John uses this story of Jesus’ healing of a man who had been crippled for 38 years to again illustrate the inadequacy of the Law. Jesus violated the man-made religious Sabbath regulations by healing on the Sabbath and telling the man to carry his bed. This antagonized the leaders of the Jews. Over the centuries, the religious leaders and teachers of the Jews made rest a burden of rules and regulations that was more laborious than anything the Lord had intended. The law was intended to show man his sinfulness and his need for God. But the religious leaders of the Jews saw it as an end in itself, something that if followed, could make one right with God. Their folly was presuming that they could follow it, something which was made easier by their own additions, interpretations and loopholes. The law brought not grace, peace and rest, but bondage, slavery, and condemnation. It’s a wonder many in the contemporary church continue to enforce their own version of religious laws and rules. God want His church to dispense mercy and grace for all of us are sinners in need of forgiveness.

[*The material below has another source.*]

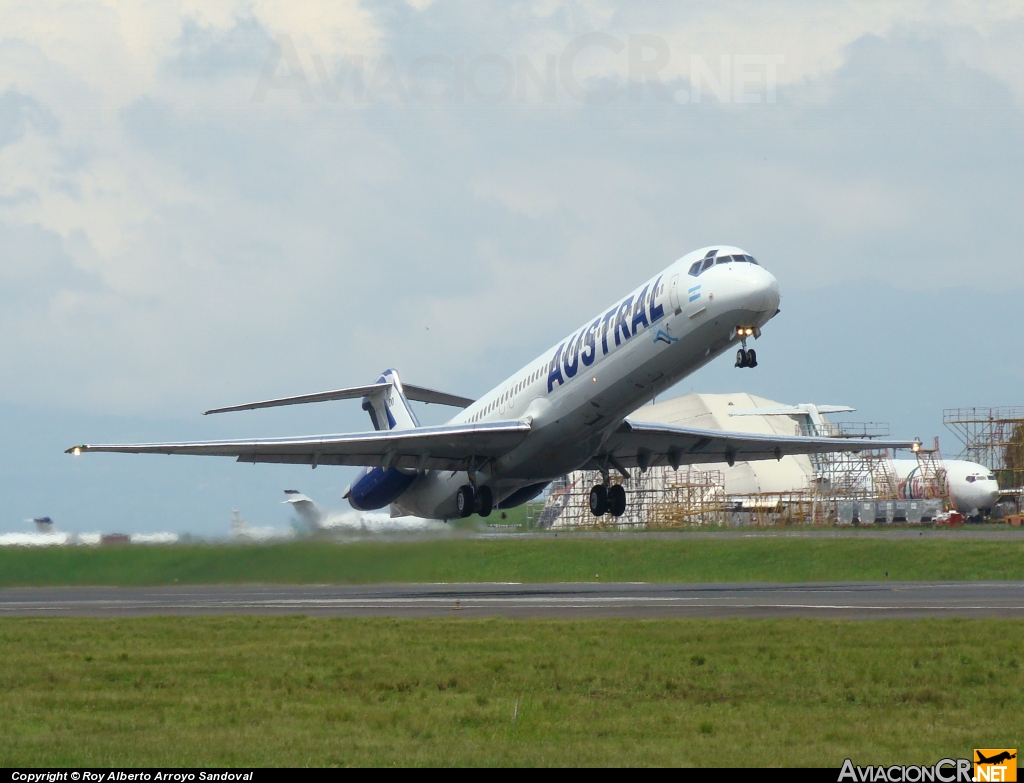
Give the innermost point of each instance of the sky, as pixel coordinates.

The Law certainly had failed to help this man at Bethesda. He was a sinner and did not deserve to be healed. Jesus knew it and realized that this man was in a hopeless situation. He needed the grace which the Law could not provide because it could not take away his sin and unrighteousness. By healing him, Jesus showed that He is God and Lord of the Sabbath. He has the power to give rest, to heal and to save. Jesus justified his work of healing by reminding the Jews that God worked on the Sabbath. This explains the violence of their reaction. The Sabbath privilege was peculiar to God. In claiming the right to work even as his Father worked, Jesus was claiming a divine prerogative.
Although Jesus had come as Messiah to the children of Israel we see here 2 incidents that show that the gospel message is going to be preached to all peoples, not just Jews. The invitation to enter the Kingdom was going to be made to people of all religions and moral backgrounds not just law-keeping Jews. Jesus came to make the Spirit of God available to all. This is why John tells us that the first person that Jesus actually told that He was the Messiah was not only a non-Jew but an idolatrous and sexually immoral Samaritan as well. This shows us that God can and does save the vilest of sinners simply by showing them some tough and honest love.
The second incident concerns Jesus’ dealings with another social outcast, a member of King Herod’s court. He was perhaps only a marginal Jew and the association with Herod would make him open for criticism and disdain from the Jews. Jesus seemed to question the man’s motives in asking for a miracle, for many people say they believe in Jesus but only for what they can get. Jesus was only trying to elicit the level of the sincerity of his request. The man revealed to Jesus the intense fervor of a loving father. This shows us that the Lord will save those who earnestly seek His mercy. Therefore we should never avoid presenting the gospel to people we do not respect or who are or seem immoral. No doubt they are immoral for all men are sinners in need of a savior. We do not know what the Lord’s intention may be regarding them. We only know He has commanded us to present the gospel to all for He wants all to come to repentance.